1. Gartner J, Rosewich H, Thoms S. The peroxisome biogenesis disorders. In: Valle D, Antonarakis S, Ballabio A, Beaudet AL, Mitchell GA, eds. The Online Metabolic and Molecular Bases of Inherited Disease. McGraw-Hill Medical; 2019. Accessed November 02, 2023. Available at https://ommbid.mhmedical.com/content.aspx?bookid=2709&sectionid=22554226

2. Wanders RJA, Barth PG, Heymans HAS. Single peroxisomal enzyme deficiencies. In: Valle D, Antonarakis S, Ballabio A, Beaudet AL, Mitchell GA, eds. The Online Metabolic and Molecular Bases of Inherited Disease. McGraw-Hill Medical; 2019. Accessed November 02, 2023. Available at https://ommbid.mhmedical.com/content.aspx?bookid=2709&sectionid=225542524

3. Peduto A, Baumgartner MR, Verhoeven NM, et al. Hyperpipecolic acidaemia: a diagnostic tool for peroxisomal disorders. Mol Genet Metab. 2004;82(3):224-230

4. Braverman N, Raymond G, Rizzo WB, et al. Peroxisome biogenesis disorders in the Zellweger spectrum: An overview of current diagnosis, clinical manifestations, and treatment guidelines. Mol Genet Metab. 2016;117(3):313-321

Method Description

Pipecolic acid is quantitated by a stable isotope dilution method; electron capture negative chemical ionization gas chromatography mass spectrophotometry of pentafluorobenzyl esters.(Kok RM, Kaster L, de Jong AP, et al. Stable isotope dilution analysis of pipecolic acid in cerebrospinal fluid, plasma, urine and amniotic fluid using electron capture negative ion mass fragmentography. Clin Chim Acta. 1987;168:143-152, Kuhara t, Akiyama T, Ohse M, et al. Identification of new biomarkers of pyridoxine-dependent epilepsy by GC/MS-based urine metabolomics.
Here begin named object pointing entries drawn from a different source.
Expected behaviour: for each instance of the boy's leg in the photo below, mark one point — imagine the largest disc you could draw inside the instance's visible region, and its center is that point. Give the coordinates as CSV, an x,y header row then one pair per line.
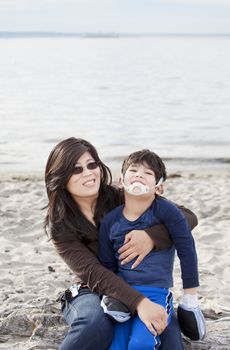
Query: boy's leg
x,y
171,337
141,338
121,335
90,328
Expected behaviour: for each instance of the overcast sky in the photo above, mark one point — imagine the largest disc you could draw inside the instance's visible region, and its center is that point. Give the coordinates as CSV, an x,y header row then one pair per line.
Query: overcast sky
x,y
123,16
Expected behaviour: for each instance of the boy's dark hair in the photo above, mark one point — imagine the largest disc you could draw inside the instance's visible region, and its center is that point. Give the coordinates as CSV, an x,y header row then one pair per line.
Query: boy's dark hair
x,y
153,161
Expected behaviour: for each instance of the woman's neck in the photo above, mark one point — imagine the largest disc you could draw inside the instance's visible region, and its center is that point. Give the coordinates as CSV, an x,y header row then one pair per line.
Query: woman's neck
x,y
87,207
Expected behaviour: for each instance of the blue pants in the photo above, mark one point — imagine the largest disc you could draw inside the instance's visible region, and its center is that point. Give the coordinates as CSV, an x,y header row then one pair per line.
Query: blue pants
x,y
133,334
91,329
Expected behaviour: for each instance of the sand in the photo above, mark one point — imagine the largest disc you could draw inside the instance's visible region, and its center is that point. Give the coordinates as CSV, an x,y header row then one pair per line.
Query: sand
x,y
32,274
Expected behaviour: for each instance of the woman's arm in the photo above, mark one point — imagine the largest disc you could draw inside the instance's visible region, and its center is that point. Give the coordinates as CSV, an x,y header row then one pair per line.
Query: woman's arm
x,y
137,244
87,267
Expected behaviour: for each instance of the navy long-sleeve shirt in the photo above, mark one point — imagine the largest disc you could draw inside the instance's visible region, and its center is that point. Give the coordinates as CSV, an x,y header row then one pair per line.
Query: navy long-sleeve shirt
x,y
156,268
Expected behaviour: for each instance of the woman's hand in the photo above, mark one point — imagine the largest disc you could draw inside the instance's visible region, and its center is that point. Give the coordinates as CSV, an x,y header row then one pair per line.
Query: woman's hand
x,y
153,315
137,244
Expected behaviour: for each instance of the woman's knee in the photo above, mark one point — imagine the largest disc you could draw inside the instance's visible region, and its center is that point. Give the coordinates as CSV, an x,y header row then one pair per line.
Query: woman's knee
x,y
88,319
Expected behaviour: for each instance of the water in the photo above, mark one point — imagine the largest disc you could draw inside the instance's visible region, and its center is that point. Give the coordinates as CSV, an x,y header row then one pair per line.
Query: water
x,y
170,94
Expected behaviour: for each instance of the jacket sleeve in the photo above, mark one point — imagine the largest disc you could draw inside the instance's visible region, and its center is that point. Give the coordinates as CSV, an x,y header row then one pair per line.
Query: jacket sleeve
x,y
89,270
160,235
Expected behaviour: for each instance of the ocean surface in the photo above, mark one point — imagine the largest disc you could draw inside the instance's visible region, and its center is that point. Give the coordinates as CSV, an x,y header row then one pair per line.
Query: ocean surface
x,y
167,93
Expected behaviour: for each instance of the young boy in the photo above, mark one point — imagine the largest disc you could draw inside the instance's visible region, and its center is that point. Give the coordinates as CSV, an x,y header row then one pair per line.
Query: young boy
x,y
143,172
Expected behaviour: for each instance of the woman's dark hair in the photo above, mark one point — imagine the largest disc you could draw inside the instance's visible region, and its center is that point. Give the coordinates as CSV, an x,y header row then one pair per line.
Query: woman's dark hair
x,y
150,158
64,219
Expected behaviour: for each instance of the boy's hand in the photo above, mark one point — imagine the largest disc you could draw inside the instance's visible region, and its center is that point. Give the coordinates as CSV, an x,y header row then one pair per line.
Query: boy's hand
x,y
153,315
137,244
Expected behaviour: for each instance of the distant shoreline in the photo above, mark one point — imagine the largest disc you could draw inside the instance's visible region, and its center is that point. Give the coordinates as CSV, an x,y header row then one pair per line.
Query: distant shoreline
x,y
25,34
Anal Biochem. 2020;604:113739. doi:10.1016/j.ab.2020.113739)

Report Available

3 to 9 days

Specimen Retention Time

1 month

Highlights

Measurement of pipecolic acid is a useful diagnostic tool for differentiating between peroxisomal biogenesis disorders (Zellweger spectrum disorders) and peroxisomal disorders caused by single enzyme deficiencies, such as X-linked adrenoleukodystrophy.

 

Results must be interpreted together with the results of other biochemical markers for peroxisomal disorders.

 

Both urine and plasma are suitable specimens for the detection of pipecolic acid.